I have a large input dataset that needs some processing that can be parallelized. I've been able to scale to a fairly large number of parallel processes by first storing a huge input pyarrow table
to local disk like this:
# acquire "table"
with pyarrow.OSFile(path, "wb") as sink:
with pyarrow.ipc.new_file(sink, table.schema) as writer:
writer.write_table(table)
...then in each sub-process using it with zero heap allocation like this:
with pyarrow.memory_map(path) as source:
table = pyarrow.ipc.open_file(source).read_all()
It works phenomenally well, kudos to the Arrow project for making it so easy.
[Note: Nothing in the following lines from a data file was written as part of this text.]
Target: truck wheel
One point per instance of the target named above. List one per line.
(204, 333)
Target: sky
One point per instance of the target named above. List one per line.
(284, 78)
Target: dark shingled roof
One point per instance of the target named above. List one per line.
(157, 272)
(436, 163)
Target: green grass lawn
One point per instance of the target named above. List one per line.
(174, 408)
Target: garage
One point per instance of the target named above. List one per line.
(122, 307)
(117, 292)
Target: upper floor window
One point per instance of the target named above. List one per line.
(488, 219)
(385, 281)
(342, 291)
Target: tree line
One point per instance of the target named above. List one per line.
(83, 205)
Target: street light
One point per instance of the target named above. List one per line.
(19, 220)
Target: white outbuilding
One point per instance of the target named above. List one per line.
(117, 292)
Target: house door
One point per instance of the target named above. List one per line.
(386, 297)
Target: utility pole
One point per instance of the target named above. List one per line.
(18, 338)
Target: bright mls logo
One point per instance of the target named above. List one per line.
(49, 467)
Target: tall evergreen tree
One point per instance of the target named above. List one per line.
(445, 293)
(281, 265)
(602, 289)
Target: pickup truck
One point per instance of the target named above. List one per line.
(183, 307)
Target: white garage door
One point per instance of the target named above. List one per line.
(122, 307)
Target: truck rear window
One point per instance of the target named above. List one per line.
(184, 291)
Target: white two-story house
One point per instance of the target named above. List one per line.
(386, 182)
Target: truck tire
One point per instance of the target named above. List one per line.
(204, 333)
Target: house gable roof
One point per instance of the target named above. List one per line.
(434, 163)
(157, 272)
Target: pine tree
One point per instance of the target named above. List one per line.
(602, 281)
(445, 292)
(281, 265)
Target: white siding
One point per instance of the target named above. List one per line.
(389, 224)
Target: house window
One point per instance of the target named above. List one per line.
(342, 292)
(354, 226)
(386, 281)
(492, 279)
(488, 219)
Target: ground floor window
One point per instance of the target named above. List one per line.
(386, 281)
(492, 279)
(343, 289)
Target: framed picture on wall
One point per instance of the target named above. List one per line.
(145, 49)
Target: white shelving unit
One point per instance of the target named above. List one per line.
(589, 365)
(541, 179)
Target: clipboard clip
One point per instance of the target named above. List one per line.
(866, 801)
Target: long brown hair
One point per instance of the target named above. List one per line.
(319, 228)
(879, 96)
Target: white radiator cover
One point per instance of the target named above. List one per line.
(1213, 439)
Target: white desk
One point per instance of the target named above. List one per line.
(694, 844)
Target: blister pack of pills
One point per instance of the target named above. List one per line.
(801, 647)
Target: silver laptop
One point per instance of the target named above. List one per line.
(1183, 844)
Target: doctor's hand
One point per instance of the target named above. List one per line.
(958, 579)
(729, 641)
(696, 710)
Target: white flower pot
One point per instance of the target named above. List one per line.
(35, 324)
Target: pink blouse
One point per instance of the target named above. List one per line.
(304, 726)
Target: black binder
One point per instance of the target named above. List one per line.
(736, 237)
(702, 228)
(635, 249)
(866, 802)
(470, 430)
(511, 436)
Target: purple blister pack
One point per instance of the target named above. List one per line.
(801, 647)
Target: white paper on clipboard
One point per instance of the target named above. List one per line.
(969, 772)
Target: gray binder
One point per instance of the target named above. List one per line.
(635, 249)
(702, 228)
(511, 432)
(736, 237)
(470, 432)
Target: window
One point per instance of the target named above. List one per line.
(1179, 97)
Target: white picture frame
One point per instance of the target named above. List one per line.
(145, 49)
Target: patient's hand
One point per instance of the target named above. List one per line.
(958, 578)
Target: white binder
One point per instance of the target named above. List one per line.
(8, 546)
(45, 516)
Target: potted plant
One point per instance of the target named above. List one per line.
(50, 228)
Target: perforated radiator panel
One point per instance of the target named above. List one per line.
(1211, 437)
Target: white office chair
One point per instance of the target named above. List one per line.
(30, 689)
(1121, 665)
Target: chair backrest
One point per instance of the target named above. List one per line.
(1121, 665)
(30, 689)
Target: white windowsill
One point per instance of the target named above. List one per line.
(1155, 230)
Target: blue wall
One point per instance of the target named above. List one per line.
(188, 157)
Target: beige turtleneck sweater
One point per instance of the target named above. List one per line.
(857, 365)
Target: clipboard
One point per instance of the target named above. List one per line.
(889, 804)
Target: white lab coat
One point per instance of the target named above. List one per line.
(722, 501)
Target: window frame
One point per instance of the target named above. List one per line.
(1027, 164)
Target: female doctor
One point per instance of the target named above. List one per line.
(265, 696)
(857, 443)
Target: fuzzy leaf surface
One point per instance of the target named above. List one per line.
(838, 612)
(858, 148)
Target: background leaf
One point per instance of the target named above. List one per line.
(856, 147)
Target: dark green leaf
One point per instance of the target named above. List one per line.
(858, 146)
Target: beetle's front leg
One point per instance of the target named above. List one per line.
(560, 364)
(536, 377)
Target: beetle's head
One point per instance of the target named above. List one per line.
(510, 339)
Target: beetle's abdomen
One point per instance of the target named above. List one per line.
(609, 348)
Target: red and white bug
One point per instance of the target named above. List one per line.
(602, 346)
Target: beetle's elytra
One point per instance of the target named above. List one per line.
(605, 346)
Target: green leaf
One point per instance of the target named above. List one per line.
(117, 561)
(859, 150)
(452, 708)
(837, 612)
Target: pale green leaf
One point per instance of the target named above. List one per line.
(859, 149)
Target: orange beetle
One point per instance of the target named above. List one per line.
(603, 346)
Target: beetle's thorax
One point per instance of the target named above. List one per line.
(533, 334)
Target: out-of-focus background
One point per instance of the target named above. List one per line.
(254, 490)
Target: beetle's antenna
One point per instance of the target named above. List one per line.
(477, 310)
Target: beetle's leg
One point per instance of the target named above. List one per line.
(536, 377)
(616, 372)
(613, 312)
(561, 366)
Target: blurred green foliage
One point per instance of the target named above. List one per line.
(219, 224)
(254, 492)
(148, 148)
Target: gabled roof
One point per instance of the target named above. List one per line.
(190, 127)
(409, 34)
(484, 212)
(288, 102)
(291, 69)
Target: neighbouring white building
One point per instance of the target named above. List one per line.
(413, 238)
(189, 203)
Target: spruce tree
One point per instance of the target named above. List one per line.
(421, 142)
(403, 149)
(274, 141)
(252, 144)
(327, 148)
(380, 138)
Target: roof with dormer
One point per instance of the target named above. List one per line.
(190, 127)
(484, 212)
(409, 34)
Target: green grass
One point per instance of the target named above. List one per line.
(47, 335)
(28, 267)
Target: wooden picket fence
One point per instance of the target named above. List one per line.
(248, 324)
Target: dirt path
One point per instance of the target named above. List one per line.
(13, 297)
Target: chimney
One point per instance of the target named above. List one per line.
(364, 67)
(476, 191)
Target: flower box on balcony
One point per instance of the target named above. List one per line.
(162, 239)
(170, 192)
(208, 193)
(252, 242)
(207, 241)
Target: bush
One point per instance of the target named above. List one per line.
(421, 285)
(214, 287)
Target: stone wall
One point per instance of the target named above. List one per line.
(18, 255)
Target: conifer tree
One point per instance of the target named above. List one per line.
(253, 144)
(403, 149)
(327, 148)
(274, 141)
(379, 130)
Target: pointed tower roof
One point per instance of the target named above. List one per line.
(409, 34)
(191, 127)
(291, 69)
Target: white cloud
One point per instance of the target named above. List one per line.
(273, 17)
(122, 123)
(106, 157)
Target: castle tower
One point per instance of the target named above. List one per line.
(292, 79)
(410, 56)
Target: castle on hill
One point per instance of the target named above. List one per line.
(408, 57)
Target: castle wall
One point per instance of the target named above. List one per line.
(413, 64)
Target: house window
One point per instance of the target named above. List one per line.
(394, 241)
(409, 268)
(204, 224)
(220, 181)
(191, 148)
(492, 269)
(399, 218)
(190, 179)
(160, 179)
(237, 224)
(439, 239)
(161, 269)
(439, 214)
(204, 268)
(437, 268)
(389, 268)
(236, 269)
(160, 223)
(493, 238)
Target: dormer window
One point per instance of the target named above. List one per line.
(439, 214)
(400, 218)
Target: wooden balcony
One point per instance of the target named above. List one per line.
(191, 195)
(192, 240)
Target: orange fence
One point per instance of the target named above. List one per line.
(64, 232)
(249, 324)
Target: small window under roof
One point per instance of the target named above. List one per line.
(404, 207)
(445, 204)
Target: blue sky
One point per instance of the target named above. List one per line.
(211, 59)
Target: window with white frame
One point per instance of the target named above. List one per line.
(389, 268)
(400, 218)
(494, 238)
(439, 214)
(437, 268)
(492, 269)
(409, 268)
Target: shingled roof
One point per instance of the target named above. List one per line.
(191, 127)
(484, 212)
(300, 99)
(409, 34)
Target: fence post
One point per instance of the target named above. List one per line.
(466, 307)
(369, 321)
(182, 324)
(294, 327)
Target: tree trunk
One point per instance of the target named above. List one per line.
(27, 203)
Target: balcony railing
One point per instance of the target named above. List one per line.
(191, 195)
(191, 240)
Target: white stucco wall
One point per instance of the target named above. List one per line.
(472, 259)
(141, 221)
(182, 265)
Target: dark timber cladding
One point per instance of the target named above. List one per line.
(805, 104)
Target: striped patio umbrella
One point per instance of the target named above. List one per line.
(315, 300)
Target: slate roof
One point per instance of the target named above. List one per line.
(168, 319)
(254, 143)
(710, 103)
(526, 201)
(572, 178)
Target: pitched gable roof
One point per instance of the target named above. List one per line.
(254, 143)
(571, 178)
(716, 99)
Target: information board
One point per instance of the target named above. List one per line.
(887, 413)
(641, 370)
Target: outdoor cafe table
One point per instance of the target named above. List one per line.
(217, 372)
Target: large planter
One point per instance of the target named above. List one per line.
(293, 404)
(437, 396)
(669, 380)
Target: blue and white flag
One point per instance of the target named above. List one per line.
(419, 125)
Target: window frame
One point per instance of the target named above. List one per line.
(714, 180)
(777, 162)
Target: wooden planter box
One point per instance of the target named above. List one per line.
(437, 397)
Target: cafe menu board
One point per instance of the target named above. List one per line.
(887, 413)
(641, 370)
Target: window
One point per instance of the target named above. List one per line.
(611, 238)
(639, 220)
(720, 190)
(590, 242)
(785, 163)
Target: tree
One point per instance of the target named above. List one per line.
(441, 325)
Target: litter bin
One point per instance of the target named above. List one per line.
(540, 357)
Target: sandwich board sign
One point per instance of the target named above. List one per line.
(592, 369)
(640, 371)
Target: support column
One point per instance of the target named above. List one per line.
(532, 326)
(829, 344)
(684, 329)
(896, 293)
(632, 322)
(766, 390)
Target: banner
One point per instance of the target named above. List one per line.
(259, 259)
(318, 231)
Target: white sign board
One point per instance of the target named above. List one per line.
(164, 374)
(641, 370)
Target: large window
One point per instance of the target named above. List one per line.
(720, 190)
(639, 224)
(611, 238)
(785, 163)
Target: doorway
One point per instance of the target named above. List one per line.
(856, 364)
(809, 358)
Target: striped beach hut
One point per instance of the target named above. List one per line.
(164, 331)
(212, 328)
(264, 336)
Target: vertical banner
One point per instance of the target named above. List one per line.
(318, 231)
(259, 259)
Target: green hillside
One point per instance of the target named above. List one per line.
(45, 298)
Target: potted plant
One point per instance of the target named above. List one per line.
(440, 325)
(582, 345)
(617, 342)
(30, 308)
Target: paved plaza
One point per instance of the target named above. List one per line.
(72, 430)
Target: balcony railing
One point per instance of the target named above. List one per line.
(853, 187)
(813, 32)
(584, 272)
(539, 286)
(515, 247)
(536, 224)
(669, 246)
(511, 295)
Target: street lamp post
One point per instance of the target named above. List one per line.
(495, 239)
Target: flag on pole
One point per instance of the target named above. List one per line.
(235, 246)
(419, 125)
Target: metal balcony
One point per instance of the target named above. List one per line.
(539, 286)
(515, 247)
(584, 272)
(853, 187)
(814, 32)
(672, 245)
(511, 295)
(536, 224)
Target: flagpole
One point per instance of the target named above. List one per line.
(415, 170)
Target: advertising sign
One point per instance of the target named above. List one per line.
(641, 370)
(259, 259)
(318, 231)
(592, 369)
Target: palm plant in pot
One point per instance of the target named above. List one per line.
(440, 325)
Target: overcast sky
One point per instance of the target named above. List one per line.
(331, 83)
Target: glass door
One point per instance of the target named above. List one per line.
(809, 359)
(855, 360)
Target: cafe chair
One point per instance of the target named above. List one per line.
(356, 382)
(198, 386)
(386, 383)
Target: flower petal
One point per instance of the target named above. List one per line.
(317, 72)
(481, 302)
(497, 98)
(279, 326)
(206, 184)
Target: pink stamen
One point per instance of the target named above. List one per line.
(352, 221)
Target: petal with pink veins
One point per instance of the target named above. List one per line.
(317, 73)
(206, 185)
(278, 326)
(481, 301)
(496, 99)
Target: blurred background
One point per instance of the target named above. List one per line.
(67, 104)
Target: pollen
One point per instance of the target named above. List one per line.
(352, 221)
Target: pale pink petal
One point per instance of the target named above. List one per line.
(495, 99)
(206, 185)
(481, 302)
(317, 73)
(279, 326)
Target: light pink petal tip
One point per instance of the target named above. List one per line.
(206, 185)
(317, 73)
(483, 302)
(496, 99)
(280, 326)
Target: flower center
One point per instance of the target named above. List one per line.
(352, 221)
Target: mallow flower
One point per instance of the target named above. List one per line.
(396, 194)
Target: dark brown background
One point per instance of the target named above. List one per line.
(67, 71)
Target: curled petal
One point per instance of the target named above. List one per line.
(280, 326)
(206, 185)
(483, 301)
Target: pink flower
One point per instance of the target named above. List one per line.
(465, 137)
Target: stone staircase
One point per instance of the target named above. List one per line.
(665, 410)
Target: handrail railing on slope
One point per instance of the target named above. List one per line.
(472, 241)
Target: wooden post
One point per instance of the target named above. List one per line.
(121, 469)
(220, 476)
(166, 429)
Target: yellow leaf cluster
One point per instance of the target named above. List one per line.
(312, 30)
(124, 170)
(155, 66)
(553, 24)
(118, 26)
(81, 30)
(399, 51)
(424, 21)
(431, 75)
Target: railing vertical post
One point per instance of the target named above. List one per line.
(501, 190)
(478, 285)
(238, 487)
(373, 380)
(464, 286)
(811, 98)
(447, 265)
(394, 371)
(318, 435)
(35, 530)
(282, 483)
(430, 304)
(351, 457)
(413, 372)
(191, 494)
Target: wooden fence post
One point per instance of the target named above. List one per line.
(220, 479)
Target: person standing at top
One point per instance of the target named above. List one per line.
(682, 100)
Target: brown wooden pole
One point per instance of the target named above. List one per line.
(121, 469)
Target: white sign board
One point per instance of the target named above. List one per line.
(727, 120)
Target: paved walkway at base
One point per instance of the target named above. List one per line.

Now the question. In the acquire table step marked above, input is a parquet table downloaded from an S3-like source (so it has e.g. download_fileobj
returning a file handle). Compressed parquet is unsuitable for memory_map
as-is, I must fully load it, decompress and then write to disk -- which allocates a lot of memory on the heap and it makes it fairly inefficient. What I would like to find is some stream filter parquet_to_arrow_filter
, that converts a stream coming from HTTP response to raw Arrow on the fly:
# acquire "bucket"
with pyarrow.OSFile(path, "wb") as sink:
sink.download(parquet_to_arrow_filter(bucket.download_fileobj(bucket_path)))
The expectation here is that an incoming stream could be decompressed block-by-block where each block is fixed size and reusable, so memory allocated on heap stays constant (more or less). I couldn't find such functionality in pyarrow. Does it exist?
I tried reading documentation and pyarrow.parquet
source code but couldn't figure out how to assemble such filter from available parts.